“Burada pencerenin yakınına oturup, dışarıya, çok yavaş değişen mevsimlere bakarak, biraz okumanın, ufak tefek notlar alabilmenin en iyi yaşam biçimi olduğuna giderek, daha çok, inanıyoruz.”
Böyle yazmıştı Demir Özlü, Ferit Edgü’ye Stockholm’den gönderdiği mektuplarından birinde. İki usta yazarın mektuplaşmalarını içeren ‘Özyurdunda Yabancı Olmak’ adlı kitabı dört yıl öncesinde okumuştum.
İsveççe öğrenme ve İsveç’e taşınma sürecinde Demir Özlü’yle tanışabilmek, ona kitabını imzalattırabilmek, onla sohbet edebilmek anılarda kalıyor demek şimdi.
Demir Özlü’nün dünyamızdan ayrılışı, birçok kişinin içinden yaprak koparıyor, karışık ve zor duygular uyandırıyor. Ben ise öykü ve anlatılarını okuduğum, ilham aldığım, varoluşçu düşüncelerimi pekiştirdiğim bir Demir Özlü yansıması buluyorum içimde. O, İstanbul’dan İsveç’e kurduğum köprünün temelleri arasında yer alıyor. Onun edebiyatından yaşamıma izdüşümler, İsveç’teki varoluşuma tatlı bir aydınlık katıyor. Benzer ve özünde coğrafyadan bağımsız farklı katkıları tıpkı Ferit Edgü ve Tezer Özlü’nün eserlerinde bulduğum gibi… Bu, kişiye özel, saf bir biçimde yaşamdan yana ve dünyamızın maddi sınırlarından bağımsız.
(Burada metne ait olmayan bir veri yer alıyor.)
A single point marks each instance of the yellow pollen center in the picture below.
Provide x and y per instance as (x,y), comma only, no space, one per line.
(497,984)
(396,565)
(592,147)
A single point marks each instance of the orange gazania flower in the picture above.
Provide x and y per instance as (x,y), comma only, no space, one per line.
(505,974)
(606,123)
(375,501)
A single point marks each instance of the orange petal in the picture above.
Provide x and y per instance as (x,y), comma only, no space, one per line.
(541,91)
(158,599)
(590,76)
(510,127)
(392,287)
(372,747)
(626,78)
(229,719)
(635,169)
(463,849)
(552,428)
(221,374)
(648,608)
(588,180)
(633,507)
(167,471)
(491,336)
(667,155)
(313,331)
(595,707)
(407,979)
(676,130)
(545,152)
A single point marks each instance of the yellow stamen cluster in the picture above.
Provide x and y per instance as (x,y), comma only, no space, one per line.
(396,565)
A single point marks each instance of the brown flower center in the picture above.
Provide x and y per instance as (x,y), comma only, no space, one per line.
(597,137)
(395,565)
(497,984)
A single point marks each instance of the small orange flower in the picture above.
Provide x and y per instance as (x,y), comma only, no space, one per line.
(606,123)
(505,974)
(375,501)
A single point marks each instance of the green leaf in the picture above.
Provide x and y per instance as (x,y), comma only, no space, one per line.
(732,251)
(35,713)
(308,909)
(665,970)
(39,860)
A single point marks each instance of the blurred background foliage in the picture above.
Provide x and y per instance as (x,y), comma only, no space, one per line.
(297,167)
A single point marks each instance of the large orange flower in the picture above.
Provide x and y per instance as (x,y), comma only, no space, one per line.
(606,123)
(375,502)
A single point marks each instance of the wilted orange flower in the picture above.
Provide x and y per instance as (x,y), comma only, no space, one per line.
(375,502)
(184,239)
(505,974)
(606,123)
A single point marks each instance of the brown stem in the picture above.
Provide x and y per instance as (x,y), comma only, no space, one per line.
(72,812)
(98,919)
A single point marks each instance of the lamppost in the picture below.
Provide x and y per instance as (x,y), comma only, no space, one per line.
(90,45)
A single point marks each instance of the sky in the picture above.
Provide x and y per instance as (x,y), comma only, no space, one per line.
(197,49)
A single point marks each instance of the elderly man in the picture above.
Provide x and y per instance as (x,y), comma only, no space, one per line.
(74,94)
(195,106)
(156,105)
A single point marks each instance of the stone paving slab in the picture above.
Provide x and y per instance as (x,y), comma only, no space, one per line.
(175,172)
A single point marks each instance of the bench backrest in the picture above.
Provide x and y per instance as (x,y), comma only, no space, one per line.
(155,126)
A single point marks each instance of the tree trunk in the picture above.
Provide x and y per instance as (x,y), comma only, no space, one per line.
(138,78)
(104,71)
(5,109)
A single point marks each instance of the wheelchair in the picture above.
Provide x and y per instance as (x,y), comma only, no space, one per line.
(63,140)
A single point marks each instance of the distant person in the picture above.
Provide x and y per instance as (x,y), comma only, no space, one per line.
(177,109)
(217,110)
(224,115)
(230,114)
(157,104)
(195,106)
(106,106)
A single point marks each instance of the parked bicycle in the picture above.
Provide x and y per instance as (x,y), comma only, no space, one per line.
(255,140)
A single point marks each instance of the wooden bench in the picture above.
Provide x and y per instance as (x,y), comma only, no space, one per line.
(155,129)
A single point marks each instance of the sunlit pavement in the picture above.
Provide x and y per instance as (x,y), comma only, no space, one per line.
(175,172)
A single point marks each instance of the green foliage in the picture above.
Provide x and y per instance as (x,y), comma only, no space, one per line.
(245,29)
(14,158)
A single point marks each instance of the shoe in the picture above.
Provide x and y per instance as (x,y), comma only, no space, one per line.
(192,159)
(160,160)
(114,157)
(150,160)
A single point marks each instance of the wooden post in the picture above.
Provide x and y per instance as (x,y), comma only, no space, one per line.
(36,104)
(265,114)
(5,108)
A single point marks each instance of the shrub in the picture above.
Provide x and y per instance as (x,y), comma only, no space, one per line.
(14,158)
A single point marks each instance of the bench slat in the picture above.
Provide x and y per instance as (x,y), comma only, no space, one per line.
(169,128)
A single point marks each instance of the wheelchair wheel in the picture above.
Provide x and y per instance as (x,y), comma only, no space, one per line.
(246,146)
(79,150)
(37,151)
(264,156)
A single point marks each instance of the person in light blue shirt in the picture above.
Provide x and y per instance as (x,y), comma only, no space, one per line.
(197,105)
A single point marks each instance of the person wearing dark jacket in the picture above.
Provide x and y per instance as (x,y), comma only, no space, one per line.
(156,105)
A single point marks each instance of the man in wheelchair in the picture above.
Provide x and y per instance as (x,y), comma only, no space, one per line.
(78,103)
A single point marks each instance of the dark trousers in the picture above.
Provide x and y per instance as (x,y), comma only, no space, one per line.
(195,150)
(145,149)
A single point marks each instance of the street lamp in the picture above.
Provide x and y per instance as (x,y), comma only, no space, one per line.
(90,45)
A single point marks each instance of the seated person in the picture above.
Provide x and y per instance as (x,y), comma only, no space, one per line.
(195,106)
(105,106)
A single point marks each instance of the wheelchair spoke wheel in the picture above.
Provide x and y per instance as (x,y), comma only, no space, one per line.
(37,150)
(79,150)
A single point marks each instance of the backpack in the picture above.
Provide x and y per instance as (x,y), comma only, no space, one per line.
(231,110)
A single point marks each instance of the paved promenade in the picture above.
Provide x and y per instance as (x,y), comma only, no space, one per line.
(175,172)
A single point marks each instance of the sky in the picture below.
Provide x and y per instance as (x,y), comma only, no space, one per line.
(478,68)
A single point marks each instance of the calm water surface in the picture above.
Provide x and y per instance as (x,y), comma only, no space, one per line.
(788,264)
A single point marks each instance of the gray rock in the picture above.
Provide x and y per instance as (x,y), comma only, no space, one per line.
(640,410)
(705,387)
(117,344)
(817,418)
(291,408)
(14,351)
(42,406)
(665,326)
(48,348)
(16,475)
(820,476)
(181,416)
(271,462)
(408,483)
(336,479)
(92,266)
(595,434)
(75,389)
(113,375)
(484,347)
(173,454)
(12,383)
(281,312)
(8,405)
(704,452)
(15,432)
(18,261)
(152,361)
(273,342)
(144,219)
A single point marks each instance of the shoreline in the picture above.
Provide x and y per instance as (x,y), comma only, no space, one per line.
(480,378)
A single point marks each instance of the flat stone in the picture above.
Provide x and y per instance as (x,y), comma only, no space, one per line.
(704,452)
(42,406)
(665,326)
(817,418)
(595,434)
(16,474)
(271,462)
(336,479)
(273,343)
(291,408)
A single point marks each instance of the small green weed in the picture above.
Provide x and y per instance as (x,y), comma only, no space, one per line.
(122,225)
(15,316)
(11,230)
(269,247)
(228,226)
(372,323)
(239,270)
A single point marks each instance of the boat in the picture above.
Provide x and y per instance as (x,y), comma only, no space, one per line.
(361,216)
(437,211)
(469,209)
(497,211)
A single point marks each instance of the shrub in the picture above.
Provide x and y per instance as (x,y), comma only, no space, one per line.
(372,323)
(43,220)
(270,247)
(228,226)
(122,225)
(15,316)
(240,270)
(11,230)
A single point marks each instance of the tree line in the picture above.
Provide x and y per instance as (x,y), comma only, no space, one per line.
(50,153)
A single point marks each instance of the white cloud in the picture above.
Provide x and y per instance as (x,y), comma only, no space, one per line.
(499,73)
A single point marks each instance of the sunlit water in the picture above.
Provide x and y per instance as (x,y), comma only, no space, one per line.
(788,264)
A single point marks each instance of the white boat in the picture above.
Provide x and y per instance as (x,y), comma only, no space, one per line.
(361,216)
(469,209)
Sanata, sanatçıya ve yazarlığa yakıştırdığımız ölümsüzlük kavramının sanırım bir kökü de burada.
Demir Özlü’nün İsveç’e göç etmesinde birçok zorlayıcı etken vardı. İsveç’te yaşadığı uzun yılların ürünlerinden biri olan ‘Stockholm Öykülerini’ ise büyük bir iştahla okumuştum. Öte yandan yazara yönelmemin kökeninde İsveç’ten önce, varoluşçuluk ve 50 kuşağı yazarlarına duyduğum ilgi vardı. Konuların ve coğrafyaların kesişmesi şanstı.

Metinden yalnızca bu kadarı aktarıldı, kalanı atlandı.